Ouvrage admirable écrit comme un témoignage de l'absurdité et des dérives de l'antisémitisme à travers les siècles. C'est un symbole très fort de ce qui s'est passé il n'y a pas si longtemps et j'adresse mes pensées les plus émues à toutes ces personnes qui ont été victimes de persécutions.
Publié en 1966, couronné par le National Book Award américain et par le Pulitzer, issu de l'histoire vraie de Menahem Mendel Bellis, c'est l'histoire terrifiante du « Réparateur » Yakov Bok , emprisonné arbitrairement et victime d'une machination l'accusant du meurtre rituel d'un enfant russe et chrétien dans le but de récupérer son sang pour l'utiliser dans la confection des matsot (galettes de pain azyme) pour la fête de Pessah (Pâque juive).
Je suis sortie abasourdie devant tant de cruautés mentales et physiques.
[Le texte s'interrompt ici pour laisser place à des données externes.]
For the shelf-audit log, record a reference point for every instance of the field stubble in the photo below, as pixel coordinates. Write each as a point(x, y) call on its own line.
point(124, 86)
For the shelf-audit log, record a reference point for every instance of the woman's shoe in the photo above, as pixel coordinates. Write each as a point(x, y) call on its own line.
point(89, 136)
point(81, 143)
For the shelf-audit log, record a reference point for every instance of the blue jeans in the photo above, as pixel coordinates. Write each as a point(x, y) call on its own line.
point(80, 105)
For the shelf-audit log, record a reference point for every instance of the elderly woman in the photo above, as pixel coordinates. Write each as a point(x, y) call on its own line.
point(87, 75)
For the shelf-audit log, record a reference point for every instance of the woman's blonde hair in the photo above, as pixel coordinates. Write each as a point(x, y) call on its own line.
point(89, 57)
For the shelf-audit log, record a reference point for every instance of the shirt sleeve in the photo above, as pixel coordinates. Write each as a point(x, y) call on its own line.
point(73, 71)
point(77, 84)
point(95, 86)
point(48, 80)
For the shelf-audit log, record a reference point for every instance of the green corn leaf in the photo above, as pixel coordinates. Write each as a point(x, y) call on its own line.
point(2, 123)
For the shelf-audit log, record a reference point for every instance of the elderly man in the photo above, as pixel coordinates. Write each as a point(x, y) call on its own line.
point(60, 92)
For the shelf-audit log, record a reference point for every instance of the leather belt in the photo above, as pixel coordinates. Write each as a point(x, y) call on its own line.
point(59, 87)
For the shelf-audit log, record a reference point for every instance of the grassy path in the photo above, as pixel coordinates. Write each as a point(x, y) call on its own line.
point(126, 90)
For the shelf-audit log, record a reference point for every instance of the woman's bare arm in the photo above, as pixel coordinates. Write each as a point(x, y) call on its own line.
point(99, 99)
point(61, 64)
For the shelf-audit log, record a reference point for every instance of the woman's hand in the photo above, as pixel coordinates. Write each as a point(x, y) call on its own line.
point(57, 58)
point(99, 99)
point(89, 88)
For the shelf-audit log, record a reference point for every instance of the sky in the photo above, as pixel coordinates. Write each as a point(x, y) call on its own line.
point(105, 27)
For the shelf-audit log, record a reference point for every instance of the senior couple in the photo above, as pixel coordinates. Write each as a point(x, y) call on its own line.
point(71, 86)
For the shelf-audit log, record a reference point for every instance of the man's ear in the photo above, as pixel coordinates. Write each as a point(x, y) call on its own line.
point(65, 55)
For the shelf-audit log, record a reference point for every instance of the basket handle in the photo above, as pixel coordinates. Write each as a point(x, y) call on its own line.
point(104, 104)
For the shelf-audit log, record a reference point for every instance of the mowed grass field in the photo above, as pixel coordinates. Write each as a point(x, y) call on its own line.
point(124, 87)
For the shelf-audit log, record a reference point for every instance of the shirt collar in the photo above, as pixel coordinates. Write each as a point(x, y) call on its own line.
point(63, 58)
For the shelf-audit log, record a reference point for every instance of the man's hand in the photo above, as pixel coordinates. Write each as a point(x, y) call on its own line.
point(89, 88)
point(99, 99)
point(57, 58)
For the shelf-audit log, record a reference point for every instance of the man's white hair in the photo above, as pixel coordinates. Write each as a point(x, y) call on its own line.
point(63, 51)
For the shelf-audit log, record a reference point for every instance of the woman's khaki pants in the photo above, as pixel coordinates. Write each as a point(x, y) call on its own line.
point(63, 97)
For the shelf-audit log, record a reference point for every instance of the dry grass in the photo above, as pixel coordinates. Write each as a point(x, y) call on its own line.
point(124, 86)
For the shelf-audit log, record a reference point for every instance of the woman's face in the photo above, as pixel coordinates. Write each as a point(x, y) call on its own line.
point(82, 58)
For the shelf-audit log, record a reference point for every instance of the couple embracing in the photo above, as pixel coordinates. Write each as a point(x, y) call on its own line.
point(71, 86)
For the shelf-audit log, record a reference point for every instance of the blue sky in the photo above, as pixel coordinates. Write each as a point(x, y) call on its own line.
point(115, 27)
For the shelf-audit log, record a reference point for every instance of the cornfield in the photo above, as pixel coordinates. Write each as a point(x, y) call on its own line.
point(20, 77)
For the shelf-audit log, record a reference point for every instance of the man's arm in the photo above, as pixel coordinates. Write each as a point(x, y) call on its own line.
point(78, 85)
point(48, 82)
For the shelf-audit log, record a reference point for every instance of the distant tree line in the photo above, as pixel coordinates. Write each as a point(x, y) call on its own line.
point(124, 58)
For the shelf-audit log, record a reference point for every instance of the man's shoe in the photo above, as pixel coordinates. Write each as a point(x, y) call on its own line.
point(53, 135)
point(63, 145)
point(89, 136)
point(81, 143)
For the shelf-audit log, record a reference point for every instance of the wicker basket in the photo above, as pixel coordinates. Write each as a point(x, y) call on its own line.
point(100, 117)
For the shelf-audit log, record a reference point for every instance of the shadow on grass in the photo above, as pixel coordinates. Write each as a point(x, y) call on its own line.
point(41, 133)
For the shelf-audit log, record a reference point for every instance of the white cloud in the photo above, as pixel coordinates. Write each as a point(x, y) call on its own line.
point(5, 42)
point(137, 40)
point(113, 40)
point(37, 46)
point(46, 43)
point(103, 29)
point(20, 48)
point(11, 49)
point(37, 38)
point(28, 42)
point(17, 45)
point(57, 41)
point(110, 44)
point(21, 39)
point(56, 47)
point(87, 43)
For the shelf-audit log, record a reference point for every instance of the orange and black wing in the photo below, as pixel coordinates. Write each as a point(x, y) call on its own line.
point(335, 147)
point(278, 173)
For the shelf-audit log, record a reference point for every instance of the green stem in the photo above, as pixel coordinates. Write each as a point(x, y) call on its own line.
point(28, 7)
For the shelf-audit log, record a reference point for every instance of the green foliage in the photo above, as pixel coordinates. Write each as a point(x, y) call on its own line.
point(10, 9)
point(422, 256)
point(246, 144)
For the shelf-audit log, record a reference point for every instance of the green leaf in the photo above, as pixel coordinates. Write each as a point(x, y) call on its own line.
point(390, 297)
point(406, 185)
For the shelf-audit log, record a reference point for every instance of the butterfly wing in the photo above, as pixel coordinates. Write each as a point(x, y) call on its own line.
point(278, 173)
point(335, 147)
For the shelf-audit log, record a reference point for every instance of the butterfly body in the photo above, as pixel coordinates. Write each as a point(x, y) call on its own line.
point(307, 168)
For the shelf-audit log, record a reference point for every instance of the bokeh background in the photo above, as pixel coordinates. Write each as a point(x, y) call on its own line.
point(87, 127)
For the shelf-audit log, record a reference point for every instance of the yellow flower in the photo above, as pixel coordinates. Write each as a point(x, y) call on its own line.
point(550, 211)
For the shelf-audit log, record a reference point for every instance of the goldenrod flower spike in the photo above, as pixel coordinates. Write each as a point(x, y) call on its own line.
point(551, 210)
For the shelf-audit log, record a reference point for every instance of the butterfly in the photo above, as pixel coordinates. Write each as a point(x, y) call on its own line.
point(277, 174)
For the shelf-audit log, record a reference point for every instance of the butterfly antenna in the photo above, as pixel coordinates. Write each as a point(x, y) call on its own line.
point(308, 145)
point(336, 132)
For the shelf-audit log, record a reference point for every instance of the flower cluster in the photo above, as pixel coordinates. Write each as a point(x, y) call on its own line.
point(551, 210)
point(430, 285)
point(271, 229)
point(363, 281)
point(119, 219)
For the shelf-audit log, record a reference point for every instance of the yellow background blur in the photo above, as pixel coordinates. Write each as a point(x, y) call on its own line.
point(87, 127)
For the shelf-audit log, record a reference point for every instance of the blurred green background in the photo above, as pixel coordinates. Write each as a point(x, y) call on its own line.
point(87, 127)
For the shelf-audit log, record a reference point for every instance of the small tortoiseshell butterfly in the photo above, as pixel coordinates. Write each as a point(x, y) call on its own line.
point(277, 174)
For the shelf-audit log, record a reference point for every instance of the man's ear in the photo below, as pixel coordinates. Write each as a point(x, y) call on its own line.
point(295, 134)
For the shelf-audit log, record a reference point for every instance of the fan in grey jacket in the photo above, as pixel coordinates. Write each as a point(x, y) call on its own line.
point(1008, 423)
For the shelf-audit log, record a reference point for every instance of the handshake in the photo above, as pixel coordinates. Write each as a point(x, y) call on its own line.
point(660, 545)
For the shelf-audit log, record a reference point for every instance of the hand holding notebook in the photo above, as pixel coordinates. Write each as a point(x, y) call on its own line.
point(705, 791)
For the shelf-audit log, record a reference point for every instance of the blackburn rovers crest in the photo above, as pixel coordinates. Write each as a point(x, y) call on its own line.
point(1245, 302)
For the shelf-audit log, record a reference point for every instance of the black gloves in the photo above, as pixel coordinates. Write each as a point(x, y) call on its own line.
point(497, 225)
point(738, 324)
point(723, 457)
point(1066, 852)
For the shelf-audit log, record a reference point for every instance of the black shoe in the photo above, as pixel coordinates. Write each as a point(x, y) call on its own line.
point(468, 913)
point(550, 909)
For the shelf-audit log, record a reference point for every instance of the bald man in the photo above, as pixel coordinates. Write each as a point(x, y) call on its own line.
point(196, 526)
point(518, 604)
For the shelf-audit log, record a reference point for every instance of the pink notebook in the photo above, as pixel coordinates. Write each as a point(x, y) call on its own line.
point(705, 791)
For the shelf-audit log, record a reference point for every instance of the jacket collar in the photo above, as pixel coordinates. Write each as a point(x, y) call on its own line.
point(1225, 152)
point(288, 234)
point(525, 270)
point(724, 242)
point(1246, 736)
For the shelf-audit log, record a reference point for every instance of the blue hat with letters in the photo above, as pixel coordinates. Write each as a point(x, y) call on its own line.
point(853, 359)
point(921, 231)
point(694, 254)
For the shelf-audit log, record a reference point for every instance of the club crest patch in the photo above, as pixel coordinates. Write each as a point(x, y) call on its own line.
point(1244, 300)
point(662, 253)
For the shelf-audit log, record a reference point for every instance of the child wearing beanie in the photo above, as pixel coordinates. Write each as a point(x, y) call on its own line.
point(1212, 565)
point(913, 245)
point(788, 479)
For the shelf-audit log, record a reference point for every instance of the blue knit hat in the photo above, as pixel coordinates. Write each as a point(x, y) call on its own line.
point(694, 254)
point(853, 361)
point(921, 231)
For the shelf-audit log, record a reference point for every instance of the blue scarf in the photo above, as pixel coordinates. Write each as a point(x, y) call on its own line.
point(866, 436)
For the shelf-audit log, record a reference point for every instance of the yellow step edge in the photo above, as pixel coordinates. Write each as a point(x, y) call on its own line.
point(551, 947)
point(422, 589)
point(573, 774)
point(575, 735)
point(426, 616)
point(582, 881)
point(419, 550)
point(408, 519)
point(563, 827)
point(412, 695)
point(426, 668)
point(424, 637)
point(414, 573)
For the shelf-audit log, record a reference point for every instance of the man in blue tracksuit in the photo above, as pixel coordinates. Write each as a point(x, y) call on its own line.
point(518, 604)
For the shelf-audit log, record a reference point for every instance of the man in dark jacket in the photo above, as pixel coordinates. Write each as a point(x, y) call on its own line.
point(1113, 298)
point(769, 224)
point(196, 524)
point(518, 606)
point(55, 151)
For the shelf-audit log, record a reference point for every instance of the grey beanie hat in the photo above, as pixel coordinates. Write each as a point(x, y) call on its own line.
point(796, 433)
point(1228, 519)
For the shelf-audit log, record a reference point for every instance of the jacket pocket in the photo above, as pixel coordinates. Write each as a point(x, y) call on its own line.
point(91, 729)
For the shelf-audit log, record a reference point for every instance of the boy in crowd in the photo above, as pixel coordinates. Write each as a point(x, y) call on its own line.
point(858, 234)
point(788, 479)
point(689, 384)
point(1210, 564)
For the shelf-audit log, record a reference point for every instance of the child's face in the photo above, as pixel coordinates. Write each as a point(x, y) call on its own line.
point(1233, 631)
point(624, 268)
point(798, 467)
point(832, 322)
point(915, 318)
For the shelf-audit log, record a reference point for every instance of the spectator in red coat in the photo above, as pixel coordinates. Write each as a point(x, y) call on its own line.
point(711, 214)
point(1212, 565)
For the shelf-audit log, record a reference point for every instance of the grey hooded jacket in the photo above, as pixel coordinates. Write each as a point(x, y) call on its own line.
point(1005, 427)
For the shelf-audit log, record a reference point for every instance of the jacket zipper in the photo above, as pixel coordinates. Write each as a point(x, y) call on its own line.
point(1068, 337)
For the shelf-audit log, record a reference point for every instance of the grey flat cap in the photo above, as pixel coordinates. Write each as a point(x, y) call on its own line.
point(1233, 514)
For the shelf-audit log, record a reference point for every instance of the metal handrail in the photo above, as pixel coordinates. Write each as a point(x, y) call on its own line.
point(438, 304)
Bernard Malamud dissèque cette haine viscérale du juif, ces comportements pervers, cet antisémitisme gangrenant une grande partie de l'Europe de l'Est et qui mènera ce peuple jusqu'à la Solution Finale.
Dès l'enfermement, confronté à tout ce sentiment d'injustice et d'impuissance, j'ai fait le rapprochement avec le capitaine Dreyfus. D'ailleurs page 293, son avocat lui dit « Si vous vous sentez découragé, pensez à Dreyfus. Il est passé par les mêmes épreuves avec scénario en français. Nous sommes persécutés dans les langues les plus civilisées ».
Ce qui est le plus fascinant, c'est la plume de
Bernard Malamud qui analyse avec beaucoup d'acuité et de sensibilité l'évolution psychologique de Yakov Bok sans oublier bien sur, de raconter tout sur le déni du droit de la défense dans ces périodes de régime autocratique. le lecteur en reste médusé. La mécanique mise en place vise à tuer dans l'oeuf tout mouvement de révolte, toute velléité de résistance, la description en est époustouflante. On pourrait penser à du vécu. Mais derrière ce roman, il y a une dénonciation et une analyse politique très fine.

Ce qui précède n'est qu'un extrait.